As your instruction, I run the below commands in web console and can not start a Jupyter notebook to run pyspark.

“Start Jupyter using following commands:
export SPARK_HOME=”/usr/spark2.0.1/"

export PYTHONPATH=$SPARK_HOME/python/:$SPARK_HOME/python/lib/py4j-0.10.3-src.zip:$SPARK_HOME/python/lib/pyspark.zip:$PYTHONPATH

export PATH=/usr/local/anaconda/bin:$PATH

jupyter notebook --no-browser --ip 0.0.0.0 --port 8888"

So I open another Jupyter Notebook and try to run the following codes and with some errors:
“from pyspark import SparkContext, SparkConf
conf = SparkConf().setAppName(“appName”)
sc = SparkContext(conf=conf)
rdd = sc.textFile(”/data/mr/wordcount/input/")
print rdd.take(10)
sc.version"

“ModuleNotFoundError: No module named ‘pyspark’”
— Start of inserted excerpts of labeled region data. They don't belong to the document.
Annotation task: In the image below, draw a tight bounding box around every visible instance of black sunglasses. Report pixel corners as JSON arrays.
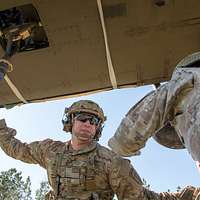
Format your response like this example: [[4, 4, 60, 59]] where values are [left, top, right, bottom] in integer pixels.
[[75, 113, 100, 126]]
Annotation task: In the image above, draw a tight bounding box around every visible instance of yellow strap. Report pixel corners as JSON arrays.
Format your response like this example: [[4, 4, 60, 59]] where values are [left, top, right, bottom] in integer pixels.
[[4, 74, 28, 103], [97, 0, 117, 89]]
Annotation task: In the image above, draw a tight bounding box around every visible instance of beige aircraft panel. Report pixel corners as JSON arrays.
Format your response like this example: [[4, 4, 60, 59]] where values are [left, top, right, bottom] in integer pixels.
[[0, 0, 200, 108]]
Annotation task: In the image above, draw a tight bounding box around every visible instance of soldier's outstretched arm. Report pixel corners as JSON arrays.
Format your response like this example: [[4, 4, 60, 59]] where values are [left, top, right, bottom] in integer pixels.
[[109, 157, 200, 200], [108, 69, 195, 156], [0, 120, 57, 168]]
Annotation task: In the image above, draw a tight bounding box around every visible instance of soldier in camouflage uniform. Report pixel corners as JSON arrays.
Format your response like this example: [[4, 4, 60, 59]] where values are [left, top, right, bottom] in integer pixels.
[[0, 100, 200, 200], [109, 52, 200, 166]]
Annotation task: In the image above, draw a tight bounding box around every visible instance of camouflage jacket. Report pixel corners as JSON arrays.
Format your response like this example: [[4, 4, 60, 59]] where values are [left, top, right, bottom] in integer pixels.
[[109, 67, 200, 161], [0, 128, 199, 200]]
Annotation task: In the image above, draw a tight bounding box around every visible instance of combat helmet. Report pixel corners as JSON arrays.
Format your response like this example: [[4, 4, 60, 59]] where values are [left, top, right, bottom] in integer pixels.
[[62, 100, 106, 139], [153, 52, 200, 149]]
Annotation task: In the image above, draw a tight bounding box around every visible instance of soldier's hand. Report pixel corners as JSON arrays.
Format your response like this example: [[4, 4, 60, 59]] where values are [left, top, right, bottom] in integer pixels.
[[0, 119, 17, 136]]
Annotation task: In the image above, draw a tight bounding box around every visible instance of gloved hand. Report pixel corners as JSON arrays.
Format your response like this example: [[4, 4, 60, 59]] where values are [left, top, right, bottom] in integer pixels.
[[0, 119, 17, 137]]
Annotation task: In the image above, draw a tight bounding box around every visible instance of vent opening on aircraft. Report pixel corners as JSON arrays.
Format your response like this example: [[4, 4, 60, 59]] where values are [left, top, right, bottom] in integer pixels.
[[0, 4, 49, 52]]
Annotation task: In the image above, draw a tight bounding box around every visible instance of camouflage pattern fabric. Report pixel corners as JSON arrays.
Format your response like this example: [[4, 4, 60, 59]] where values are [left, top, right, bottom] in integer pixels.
[[109, 68, 200, 161], [0, 128, 198, 200]]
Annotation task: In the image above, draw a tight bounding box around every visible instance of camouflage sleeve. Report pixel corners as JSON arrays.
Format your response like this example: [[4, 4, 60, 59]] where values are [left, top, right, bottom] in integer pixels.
[[0, 128, 57, 168], [108, 84, 168, 156], [108, 69, 195, 156], [109, 157, 200, 200]]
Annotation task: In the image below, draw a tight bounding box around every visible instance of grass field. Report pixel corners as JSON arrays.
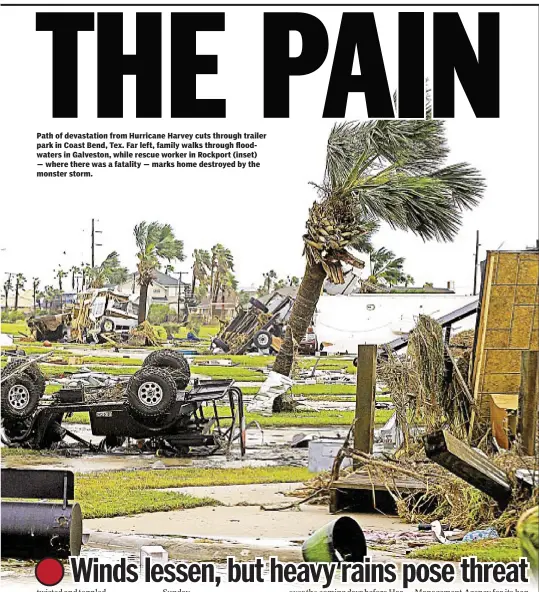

How can I run Pyspark within Jupyter? thanks.

Hi Bintao,

Please select either of the two python environment notebook when you click on “New”:

  • Python [default]
  • Python [conda root]

pyspark-python

Hi Sandeep,

There is no any of the two python environment notebook when I click on “New”:

Python [default]
Python [conda root]

There is only Python 3 available in ‘New’.

Regards,
Bintao Li

@Bintao_Li,

Can you please try again & let me know as i can see those kernels when i’ve tried.

Hi @sgiri,

Requesting you to provide “Apache Toree - Python” Kernel for PySpark dynamically in JupyterHub instead of doing all these manual steps.

@raviteja,

Yes this is in the pipeline …Pyspark does not work with Python 3 and JupyterHub requires Python 3. We will have to create Python 2 environment for launching PySpark notebooks.

Hi @abhinav,

Please note that, Spark 1.5.2 supports

Spark 1.5.2 works with Python 2.6+ or Python 3.4+

Please refer this in Official spark documentation

Coming to Spark 2.3:

Spark 2.3.0 works with Python 2.7+ or Python 3.4+
http://spark.apache.org/docs/latest/rdd-programming-guide.html

So i think, we don’t need just Python 2, even Python 3 is officially supported.